Он лукавил. Он никого не хотел из себя выпускать, а приступы ярости, случавшиеся у него при чтении оппонентов, ничего хорошего не сулили.

— И это так со всяким? — спросил Шелестов, глядя на Дехтерева в упор словно выцветшими глазами.

— Видите ли, — осторожно сказал Шелестов, — один сумасшедший… глупейшая, механическая теория. Два полушария, две души. Я в это не верю, конечно. Но в то, что человек может быть бинарной системой, если угодно, биквадратным уравнением… Все эти пробуждения с чувством счастья, когда ничто к тому не подталкивает, эти странные перемены настроений, вспышки грусти… И особенно занятны все чаще описываемые случаи неожиданно открывающихся способностей — посмотрите, что делалось после семнадцатого года. Я столько раз наблюдал — нельзя, невозможно было предположить в этом человеке его же прежнего. А потом опять словно ничего не было.

— Я видел, — кивнул Шелестов. — Много раз видел. Муразова такая была, бухгалтер был такой…

— Кто? — переспросил Дехтерев.

— Неважно, их уже нет, скорее всего… Ты снимешь с плеч губами кружева… Молодому командиру подвели коня гнедого. Режь, товарищ, ешь, товарищ. Вот с ней бы провести ваш сеанс. Но теперь не проведешь.

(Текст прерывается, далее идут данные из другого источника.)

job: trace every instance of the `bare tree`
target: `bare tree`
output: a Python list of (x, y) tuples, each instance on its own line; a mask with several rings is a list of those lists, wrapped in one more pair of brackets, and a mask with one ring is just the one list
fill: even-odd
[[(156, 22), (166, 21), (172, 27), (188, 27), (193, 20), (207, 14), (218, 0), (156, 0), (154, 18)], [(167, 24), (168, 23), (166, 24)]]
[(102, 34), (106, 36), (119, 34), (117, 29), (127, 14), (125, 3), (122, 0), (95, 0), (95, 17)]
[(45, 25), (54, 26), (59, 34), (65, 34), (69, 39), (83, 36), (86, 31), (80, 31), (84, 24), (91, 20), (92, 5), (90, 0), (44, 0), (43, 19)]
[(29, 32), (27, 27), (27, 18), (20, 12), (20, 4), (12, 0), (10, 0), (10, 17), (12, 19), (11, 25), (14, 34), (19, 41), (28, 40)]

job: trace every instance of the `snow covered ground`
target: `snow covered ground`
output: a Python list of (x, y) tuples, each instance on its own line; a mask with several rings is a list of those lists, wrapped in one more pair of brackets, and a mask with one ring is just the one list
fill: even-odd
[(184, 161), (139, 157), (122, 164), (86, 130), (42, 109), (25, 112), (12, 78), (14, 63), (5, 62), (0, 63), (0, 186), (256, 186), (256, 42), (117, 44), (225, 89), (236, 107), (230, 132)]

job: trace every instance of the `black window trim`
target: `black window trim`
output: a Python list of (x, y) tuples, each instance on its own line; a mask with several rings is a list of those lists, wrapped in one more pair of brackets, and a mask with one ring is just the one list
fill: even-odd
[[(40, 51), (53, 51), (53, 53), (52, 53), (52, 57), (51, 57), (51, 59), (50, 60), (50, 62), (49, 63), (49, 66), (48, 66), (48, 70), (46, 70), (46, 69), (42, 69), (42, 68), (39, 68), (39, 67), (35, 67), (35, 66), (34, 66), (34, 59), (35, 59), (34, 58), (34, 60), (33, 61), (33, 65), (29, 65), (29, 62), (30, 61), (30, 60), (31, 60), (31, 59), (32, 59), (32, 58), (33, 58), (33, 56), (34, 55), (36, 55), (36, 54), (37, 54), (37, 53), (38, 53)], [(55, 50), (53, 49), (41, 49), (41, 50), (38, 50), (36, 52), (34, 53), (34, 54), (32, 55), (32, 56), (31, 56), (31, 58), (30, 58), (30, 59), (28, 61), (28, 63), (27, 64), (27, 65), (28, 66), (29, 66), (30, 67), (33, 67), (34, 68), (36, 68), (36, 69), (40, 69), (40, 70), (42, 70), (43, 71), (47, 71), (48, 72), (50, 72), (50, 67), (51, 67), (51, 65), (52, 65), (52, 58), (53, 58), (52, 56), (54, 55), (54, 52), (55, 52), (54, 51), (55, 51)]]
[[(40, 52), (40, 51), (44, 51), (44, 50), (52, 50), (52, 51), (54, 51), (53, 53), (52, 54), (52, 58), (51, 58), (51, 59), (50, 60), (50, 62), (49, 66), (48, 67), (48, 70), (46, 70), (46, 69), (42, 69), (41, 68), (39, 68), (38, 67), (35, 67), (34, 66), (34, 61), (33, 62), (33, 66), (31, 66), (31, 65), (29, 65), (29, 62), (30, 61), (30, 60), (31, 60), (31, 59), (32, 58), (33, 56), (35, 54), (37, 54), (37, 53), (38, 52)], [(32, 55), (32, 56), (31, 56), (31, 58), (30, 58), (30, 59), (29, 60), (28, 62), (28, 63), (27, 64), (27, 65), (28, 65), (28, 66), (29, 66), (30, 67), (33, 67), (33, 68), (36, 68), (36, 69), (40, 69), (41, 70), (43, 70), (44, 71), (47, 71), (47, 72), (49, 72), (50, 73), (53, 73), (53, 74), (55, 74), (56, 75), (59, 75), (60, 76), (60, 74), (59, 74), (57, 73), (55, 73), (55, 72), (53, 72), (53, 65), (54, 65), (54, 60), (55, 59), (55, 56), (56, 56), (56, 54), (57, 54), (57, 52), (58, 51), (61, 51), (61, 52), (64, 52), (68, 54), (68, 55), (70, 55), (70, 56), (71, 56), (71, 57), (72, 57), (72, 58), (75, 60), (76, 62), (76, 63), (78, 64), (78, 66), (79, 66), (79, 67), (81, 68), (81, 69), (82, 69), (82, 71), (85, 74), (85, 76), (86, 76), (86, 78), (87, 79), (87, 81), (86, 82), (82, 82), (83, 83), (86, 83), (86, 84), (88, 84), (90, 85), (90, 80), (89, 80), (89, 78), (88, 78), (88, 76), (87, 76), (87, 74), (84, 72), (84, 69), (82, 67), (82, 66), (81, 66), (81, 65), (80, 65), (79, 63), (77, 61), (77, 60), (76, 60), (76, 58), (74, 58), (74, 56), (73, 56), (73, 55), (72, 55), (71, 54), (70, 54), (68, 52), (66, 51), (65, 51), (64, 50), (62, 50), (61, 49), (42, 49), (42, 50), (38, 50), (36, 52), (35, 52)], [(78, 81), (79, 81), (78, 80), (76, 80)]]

— Меня очень интересует, простите, что я так к вам, — заговорил Дехтерев после минуты молчания, которой они словно почтили исчезнувшую Муразову, — но мне надо понять: вы испытываете счастье, ну, хоть радость от этого воссоединения? Ведь это встреча с человеком, который был вам довольно дорог, как бы, знаете, души смотрят с высоты на ими брошенное…

— Счастье? — спросил Шелестов так, что Дехтереву стало стыдно и мерзко. — Да Трубин, может, терпеть не мог Трубина. Он мешал писать, знал и думал слишком много, ни одного свежего слова. Мертвое, пресыщенное поколение. Если бы Трубина не контузило, он не написал бы больше ни слова. Я встретил его, как смертельно надоевшего гостя, который все ломился в дверь, а вы ему открыли. Я не знаю, кого попросить теперь, чтобы меня как следует ударили по голове… Впрочем, не за горами война, и там это счастье может повториться. Вас же я в любом случае благодарю. Вы убрали камень у меня с дороги, я могу теперь плюнуть на Панкрата с его сучкой… есть одно дело, которое я обязан сделать, и слава богу, что вы напомнили. Это болело сильней всего, но теперь придется.

Он поднялся и с хрустом потянулся, долго, словно впервые ощутив собственное тело после долгого паралича, переступал с ноги на ногу и сгибал пальцы.